DevelopingCarbon ManagementCarbon Capture

Carbon Capture and Storage (CCS)

Carbon Capture and Storage (CCS) captures CO2 emissions from industrial sources and power plants, then transports and permanently stores the CO2 underground. Current CCS projects capture over 40 million tons of CO2 annually , with costs ranging from $50-100 per ton for industrial sources.

Important Considerations

Long-term storage verification and leakage concerns require monitoring. Public acceptance and regulatory framework still developing.

How It Works

Post-combustion capture uses chemical solvents like amines to absorb CO2 from flue gases. Pre-combustion systems gasify fuel and separate CO2 before combustion.
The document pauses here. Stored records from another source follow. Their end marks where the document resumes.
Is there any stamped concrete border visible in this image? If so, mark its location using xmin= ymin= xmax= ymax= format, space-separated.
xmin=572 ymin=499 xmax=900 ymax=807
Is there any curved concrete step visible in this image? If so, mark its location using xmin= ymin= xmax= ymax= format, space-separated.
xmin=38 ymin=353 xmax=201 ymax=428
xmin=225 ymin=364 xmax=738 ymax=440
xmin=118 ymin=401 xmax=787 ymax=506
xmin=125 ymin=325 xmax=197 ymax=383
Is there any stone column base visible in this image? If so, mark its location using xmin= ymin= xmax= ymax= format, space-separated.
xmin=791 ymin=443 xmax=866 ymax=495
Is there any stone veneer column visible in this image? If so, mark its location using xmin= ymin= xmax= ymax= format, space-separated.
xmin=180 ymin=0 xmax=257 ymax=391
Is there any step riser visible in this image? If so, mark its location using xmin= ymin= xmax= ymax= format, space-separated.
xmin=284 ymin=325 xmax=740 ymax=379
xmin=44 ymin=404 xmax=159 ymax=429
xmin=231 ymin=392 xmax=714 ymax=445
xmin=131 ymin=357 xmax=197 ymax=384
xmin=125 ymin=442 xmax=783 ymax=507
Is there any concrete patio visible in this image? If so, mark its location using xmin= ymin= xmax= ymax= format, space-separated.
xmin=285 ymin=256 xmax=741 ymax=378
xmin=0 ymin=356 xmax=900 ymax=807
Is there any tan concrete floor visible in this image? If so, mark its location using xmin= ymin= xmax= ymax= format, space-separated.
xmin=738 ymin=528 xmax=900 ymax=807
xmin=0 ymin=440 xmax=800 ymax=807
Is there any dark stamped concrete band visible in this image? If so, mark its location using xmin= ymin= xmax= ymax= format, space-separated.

Captured CO2 is compressed and transported via pipeline to geological storage sites in depleted oil/gas fields or saline aquifers.

Advantages

Can capture 85-95% of emissions from large point sources, enables continued use of existing industrial infrastructure, proven storage technology with millions of years of retention, can be retrofitted to existing plants, and supports industrial decarbonization in hard-to-abate sectors.

Challenges

High energy penalty reduces plant efficiency by 15-30%, significant capital costs ($2-4 billion for large plants), requires extensive CO2 transport infrastructure, long-term storage liability concerns, and faces public acceptance challenges.